The only place this happens is in a covalent bond. In a covalent bond the electrons are shared between the two atoms but the electrons will spend more time with the atom that has the greater pull and therefore we say that atom is more electronegative (than the other one it is bonded to).

So, by comparing the covalent bonds between every possible pair of atoms you get a hierarchy of pulling ability (electronegativity) which Linus Pauling assigned numbers to. On Pauling's scale, Fluorine is the highest (best at pulling electrons) and is assigned a value of 4.0 and Francium is the lowest (poorest at pulling electrons) at 0.7. All of this measurement is done by comparing pulling ability in covalent bonds.
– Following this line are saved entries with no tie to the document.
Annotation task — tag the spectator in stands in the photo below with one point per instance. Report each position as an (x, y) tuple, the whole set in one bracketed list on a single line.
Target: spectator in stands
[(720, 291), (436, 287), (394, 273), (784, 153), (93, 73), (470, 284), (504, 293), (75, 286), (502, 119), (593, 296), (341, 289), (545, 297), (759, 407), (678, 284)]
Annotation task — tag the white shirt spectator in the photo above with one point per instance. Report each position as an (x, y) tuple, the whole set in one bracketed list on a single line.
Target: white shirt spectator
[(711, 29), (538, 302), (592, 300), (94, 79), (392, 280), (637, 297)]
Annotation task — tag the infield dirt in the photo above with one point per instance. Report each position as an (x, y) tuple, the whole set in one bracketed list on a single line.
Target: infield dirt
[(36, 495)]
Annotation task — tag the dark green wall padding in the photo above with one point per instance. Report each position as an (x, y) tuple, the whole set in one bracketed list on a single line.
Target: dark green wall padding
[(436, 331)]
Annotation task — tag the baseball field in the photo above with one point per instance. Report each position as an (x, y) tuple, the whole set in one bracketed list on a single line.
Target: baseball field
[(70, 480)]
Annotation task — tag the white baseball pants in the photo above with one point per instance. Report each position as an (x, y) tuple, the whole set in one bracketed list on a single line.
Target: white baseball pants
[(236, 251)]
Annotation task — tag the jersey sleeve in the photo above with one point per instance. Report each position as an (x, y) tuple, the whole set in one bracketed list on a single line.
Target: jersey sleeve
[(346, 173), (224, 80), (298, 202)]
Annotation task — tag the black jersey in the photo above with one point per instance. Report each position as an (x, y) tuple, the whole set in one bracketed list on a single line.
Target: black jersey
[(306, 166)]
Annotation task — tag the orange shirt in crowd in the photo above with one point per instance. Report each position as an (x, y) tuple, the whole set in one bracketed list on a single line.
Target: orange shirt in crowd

So the definition has to be something along the lines of...

"Electronegativity is a chemical property that describes the tendency of an atom to attract electrons towards itself in a covalent bond".

So, "How can compounds that form ionic bonds have electronegativities?" I hear you ask.

Electronegativity is a property of an element, if the value is high (e.g. Chlorine, 3.2) the element will form covalent bonds with other atoms of high electronegativity, because they are both pulling really hard on the electrons and so end up sharing them, but will form ionic bonds with atoms of low electronegativity (e.g. Na, 0.9) because the chlorine has so much of a bigger pull on the electrons compared to the sodium that it ends up pulling the electrons towards itself completely and forming a negative ion, whilst the sodium loses its electron and ends up being a positive ion.

So, don't think of electronegativity as happening "in bonds". It is a property that controls what sort of bonds an atom will form.

The only loose end to tie up is how do we know sodium's electronegativity if it never forms covalent bonds (pure sodium forms metallic bonds and sodium compounds have ionic bonds). The answer to this is that even though sodium doesn't naturally form covalent bonds, in a lab it can be made to share electrons (i.e. form a covalent bonds) with other atoms so that its electronegativity can be measured.

My analogy for all this is tug of war competitions, I won't expand on it now but it does work pretty well.

....and in future Alanis, just buy less spoons.